周囲の言葉に振り回されては、疲れていませんか。他人の言葉が頭の中をグルグル回り、本来やるべき仕事が進まなかったり、暗い気持ちのまま1日を過ごしたり。自分の気持ちより他人の言葉を信用してしまい、行動しては後で悶々としたり。

周囲に振り回され続けたり、自分より他人の言葉を信じて行動するのは苦しいものです。いつも振り回されてしまう自分とうまく付き合っていく方法を考えてみましょう。

実は「振り回されたい」?

他人の意見を聞くと心がザワつき、自分よりも正しいと思ってしまう。「他人の言葉に振り回されること」を選んでいるのは実は他でもない自分自身。ですが、それはなぜでしょうか。

自分と相手の意見を比較するとき、客観的かつ冷静に考えていますか。それよりも「相手に嫌われたくない」「自分に自信がない」「相手に自分を認めてほしい」といった感情に流されていないでしょうか。

振り回されることを選ぶのは、「自分に自信がない」という気持ちが根っこにあるからだったりするもの。他人に好かれ、認めてもらうことで自我を保とうとしているのです。
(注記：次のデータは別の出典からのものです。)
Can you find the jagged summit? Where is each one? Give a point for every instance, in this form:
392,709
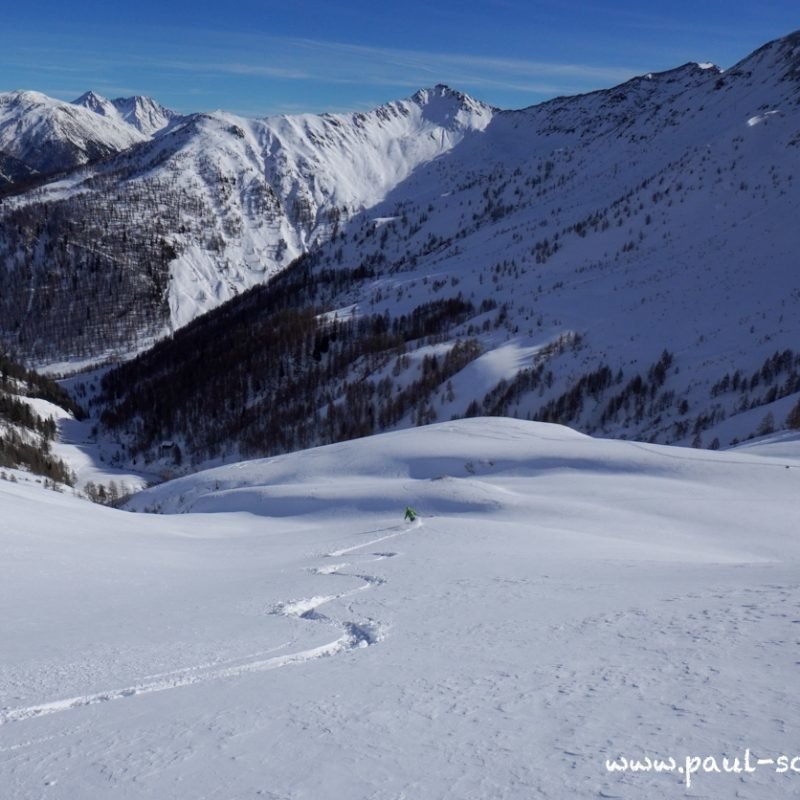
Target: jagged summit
446,106
143,113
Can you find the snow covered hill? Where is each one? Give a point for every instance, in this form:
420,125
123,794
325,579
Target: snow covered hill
560,601
622,261
143,113
49,135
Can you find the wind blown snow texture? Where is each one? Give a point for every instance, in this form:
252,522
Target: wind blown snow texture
562,600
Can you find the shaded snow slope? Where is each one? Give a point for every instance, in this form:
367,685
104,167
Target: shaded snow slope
143,113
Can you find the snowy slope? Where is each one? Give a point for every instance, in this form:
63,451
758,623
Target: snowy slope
607,229
561,601
52,136
143,113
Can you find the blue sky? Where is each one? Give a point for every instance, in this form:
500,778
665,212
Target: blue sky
258,58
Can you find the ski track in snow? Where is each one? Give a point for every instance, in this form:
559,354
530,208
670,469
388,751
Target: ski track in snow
355,634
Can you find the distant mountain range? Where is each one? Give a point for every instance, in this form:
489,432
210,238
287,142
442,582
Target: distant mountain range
622,260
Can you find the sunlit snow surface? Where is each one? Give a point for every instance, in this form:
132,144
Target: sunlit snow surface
560,601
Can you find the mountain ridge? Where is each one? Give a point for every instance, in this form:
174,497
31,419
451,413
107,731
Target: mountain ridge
580,261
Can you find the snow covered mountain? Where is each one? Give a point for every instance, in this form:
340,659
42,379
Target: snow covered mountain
143,113
560,602
49,135
621,261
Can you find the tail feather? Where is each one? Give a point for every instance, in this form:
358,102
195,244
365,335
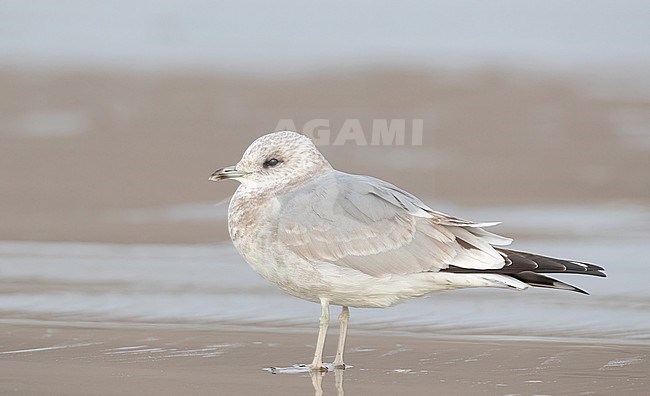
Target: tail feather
529,267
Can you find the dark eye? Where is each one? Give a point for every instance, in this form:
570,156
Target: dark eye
270,162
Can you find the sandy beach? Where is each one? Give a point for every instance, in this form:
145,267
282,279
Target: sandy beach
117,276
76,360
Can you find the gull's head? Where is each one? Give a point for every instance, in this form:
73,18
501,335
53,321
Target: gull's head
276,160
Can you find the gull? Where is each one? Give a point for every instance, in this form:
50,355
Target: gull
336,238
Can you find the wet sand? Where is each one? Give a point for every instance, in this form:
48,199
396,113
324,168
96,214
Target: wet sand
71,360
124,158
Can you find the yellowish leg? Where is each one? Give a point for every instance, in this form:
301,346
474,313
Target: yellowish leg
344,318
317,364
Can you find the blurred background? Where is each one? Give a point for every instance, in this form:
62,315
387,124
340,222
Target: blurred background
114,113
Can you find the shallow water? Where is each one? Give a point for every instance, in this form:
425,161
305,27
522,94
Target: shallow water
210,285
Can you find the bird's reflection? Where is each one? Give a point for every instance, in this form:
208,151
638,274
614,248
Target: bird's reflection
315,376
317,381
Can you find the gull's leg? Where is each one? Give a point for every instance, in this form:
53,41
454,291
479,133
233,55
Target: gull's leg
317,364
338,380
317,382
344,317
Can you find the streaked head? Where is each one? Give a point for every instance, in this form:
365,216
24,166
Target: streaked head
277,160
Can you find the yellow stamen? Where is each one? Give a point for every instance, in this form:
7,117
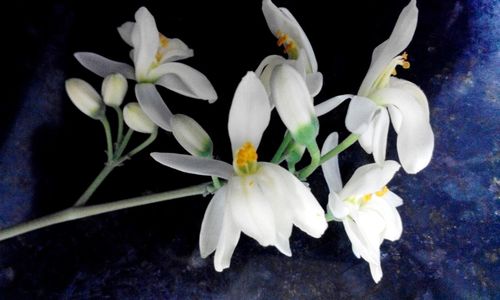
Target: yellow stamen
382,191
246,159
367,197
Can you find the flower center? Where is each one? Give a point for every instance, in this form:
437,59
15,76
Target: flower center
161,50
383,79
289,45
245,162
380,193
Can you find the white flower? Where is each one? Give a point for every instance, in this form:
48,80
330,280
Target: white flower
294,104
154,57
260,199
85,98
365,206
381,95
192,137
136,119
296,44
114,88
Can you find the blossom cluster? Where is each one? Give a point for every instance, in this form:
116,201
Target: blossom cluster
264,200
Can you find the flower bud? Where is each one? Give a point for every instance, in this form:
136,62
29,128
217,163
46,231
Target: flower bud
85,98
294,104
137,120
192,137
114,88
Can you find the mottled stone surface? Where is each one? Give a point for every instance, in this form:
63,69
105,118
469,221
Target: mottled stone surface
49,152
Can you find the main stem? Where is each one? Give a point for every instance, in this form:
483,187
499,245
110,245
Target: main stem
75,213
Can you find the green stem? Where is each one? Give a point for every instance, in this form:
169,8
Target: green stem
351,139
141,147
109,139
124,143
277,158
96,183
120,125
74,213
313,150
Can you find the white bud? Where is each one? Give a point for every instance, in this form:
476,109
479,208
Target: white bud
136,119
294,104
114,88
191,136
85,98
とはいえ一喜一憂しながら振り回され、疲れて終わることの繰り返しになってしまうという人もいるはずです。

人生で一番長く密に付き合う相手とは

あなたの人生の中で、一番長く密に付き合っていく人について考えてみましょう。会社の上司や同僚はほぼ毎日顔を合わせますし、友人や配偶者、義理の家族は一生付き合うことも多い相手。大切な人々ですし、できる限り良好な関係を築いていきたいですよね。

一方で、良好な関係を築くことと、相手に振り回されることは別です。決定的に違うのは、そこに「自分」がいるかどうか。良好な関係はお互いの気持ちを尊重しながら折り合いをつけていくものですが、振り回されると自分の気持ちはほぼ存在しません。これでは依存関係になってしまい、いつまでも苦しいだけなのです。
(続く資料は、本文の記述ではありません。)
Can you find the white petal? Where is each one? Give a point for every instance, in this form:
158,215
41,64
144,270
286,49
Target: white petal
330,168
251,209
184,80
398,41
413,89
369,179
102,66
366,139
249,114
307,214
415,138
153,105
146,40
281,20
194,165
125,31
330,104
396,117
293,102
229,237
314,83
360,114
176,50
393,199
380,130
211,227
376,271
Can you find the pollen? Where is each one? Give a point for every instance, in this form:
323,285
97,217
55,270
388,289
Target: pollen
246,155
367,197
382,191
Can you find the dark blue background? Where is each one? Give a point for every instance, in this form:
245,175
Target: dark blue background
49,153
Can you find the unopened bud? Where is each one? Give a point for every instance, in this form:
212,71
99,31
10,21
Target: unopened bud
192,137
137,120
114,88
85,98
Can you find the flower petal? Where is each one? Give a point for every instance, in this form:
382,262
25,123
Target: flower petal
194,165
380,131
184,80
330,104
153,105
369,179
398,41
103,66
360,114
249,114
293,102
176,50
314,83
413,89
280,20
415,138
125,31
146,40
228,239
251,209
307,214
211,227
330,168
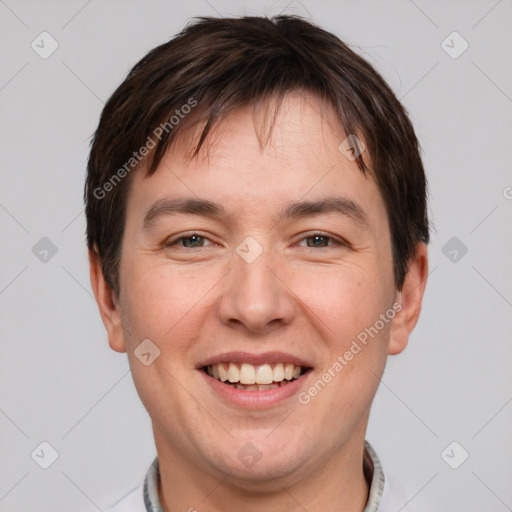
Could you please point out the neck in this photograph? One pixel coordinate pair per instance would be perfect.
(339, 484)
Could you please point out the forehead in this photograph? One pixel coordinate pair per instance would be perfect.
(252, 161)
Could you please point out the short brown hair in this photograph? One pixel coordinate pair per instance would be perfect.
(216, 65)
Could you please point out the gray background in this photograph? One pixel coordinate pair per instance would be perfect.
(60, 382)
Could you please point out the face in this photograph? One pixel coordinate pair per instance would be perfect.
(262, 267)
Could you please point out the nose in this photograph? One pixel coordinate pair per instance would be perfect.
(255, 296)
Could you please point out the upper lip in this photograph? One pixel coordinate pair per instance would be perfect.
(254, 359)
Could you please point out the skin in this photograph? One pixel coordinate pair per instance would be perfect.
(202, 299)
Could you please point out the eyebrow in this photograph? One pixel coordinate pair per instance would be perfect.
(291, 210)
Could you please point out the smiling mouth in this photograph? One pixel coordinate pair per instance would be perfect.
(255, 378)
振り回される苦しみから抜け出し、他人と良好な関係を築くために、まずは自分で自分の気持ちを大切にすること。なぜならあなたが人生で一番長く密に付き合う相手は、自分自身だから。自分を大切にすることで、振り回されることも減り、他者と良好な関係が築いていけるでしょう。

優劣ではなく、違いがあるだけ

実際に他人の意見を聞いて、気持ちが揺れ動くこと自体は皆あることです。大切なのは、その後どう考えるか。自分の気持ちを責めたり否定し始めたら一旦考えるのをやめて、自他の意見を同等に扱いましょう。

意見自体に、優劣の差はありません。あるのは育った環境や経験(地域、親兄弟、先生、友人、学校、部活など)、年齢、性別、職業などの違いだけ。そこに優劣の判断を下しているのは自分自身なのです。そういった自分の心があることも自覚してください。「意見に優劣はなく、違いがあるだけ」と認識しましょう。

それぞれの意見の違いを確認した上で、改めて自分はどう思うのか、どうしたいのかを考えましょう。人間は十人十色ですから、「自分は自分、人は人」であり自分の考えを信じられるようになることが多いと思います。

あなたが自分の気持ちを大切にした言動をとれば、周囲があなたを見る目も変わってきます。そもそも振り回す人は振り回される人に集まってきますから、あなたが毅然と自分を保てば、振り回す人も態度を変えていくでしょう。

他人を見る目も大切です。普段から相手の言動を「この人はこういう考えを持つ人だ」とまとめておくのはいかがでしょうか。そうすると自他の違いを分けやすくなります。

それでも気になる! そんな時には

「自分は自分、人は人」と分けたところで、いきなり振り回されなくなるわけではありません。わかっていても相手の言葉がグルグル頭を回る……というときもあるでしょう。

やたらと気になる他人の発言は、自分にとっても自信のない内容だからではないですか? それに関しては一度じっくり考え、自分の気持ちと向き合ってみましょう。すぐには答えが出ず、アレコレ悩んでも大丈夫。大事なのは時間がかかっても、自分の頭と心でとことん考えることです。

たとえ思い悩んだり間違うことがあっても、「自分で考えた」積み重ねが自分を大切にする気持ちを強くしてくれます。今年ももう終わりますが、来年1年かけてじっくりと自分を大切にする気持ちを育ててみませんか。